Effects of chlorpromazine HCl on the structural parameters of bovine brain membranes.[Pubmed:15479625]
J Biochem Mol Biol. 2004 Sep 30;37(5):603-11.
Fluorescence probes located in different membrane regions were used to evaluate the effects of chlorpromazine .HCl on structural parameters (transbilayer lateral mobility, annular lipid fluidity, protein distribution, and lipid bilayer thickness) of synaptosomal plasma membrane vesicles (SPMVs) isolated from bovine cerebral cortex. The experimental procedure was based on the selective quenching of 1,3-di(1-pyrenyl)propane (Py-3-Py) by trinitrophenyl groups, radiationless energy transfer from the tryptophan of membrane proteins to Py-3-Py, and energy transfer from Py-3-Py monomers to 1-anilinonaphthalene-8-sulfonic acid (ANS). In this study, chlorpromazine .HCl decreased the lateral mobility of Py-3-Py in a concentration dependent-manner, showed a greater ordering effect on the inner monolayer than on the outer monolayer, decreased annular lipid fluidity in a dose dependent-manner, and contracted the membrane lipid bilayer. Furthermore, the drug was found to have a clustering effect on membrane proteins.
The Effect of 4% Lignocaine gel, 5% Amiloride HCl and 10% Chlorpromazine on E.faecalis.[Pubmed:21814358]
J Conserv Dent. 2011 Apr;14(2):160-3.
INTRODUCTION: Thorough disinfection of the root canal system is essential for the success of root canal therapy. Enterococcus faecalis is the most frequently found species in persistent/secondary intracanal infection associated endodontic treatment failure. The aim of this study was to evaluate the disinfection of dentinal tubules using 10% Chlorpromazine, 4% Lignocaine gel, 5% Amiloride hydrochloride in comparison with 2% chlorhexidine gel. MATERIALS AND METHODS: The antibacterial efficacy of the four medicaments against Enterococcus faecalis was assessed in vitro using extracted human first and second mandibular premolar teeth at the depths of 200 mum and 400 mum.
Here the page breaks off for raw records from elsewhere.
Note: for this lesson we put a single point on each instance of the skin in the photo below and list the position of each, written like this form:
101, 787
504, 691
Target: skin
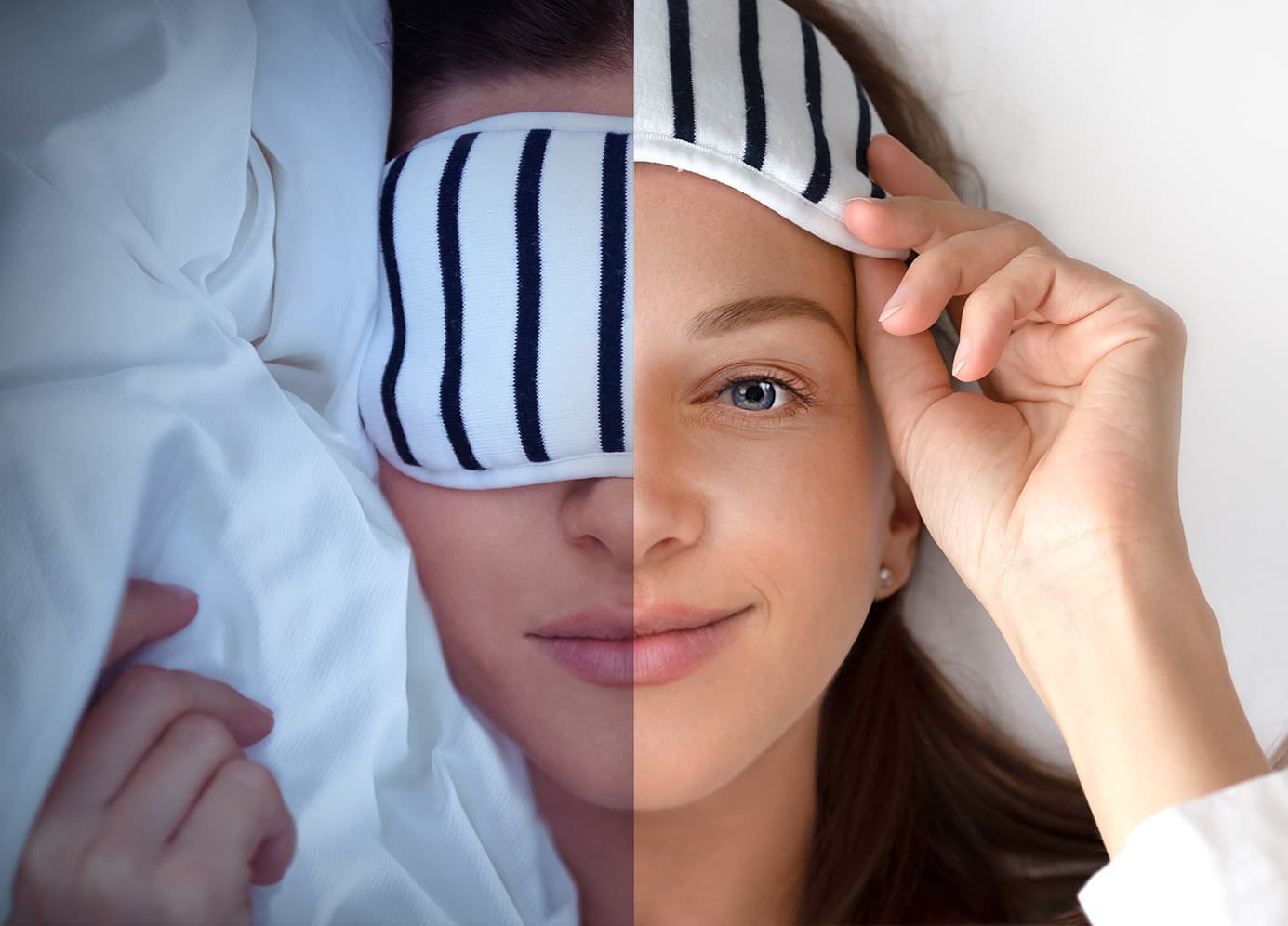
156, 814
1056, 492
1080, 414
723, 518
685, 531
RESULTS: The overall percentage inhibition of bacterial growth was 100% with 2% chlorhexidine gel followed by 10% chlorpromazine (88.8%), 4% lignocaine gel (76.4%) and 5% amiloride hydrochloride (71.4%). CONCLUSION: 2% chlorhexidine gel was most effective against E. faecalis followed by the newer non- antibiotic medicament 10% chlorpromazine when compared to the other medicaments tested.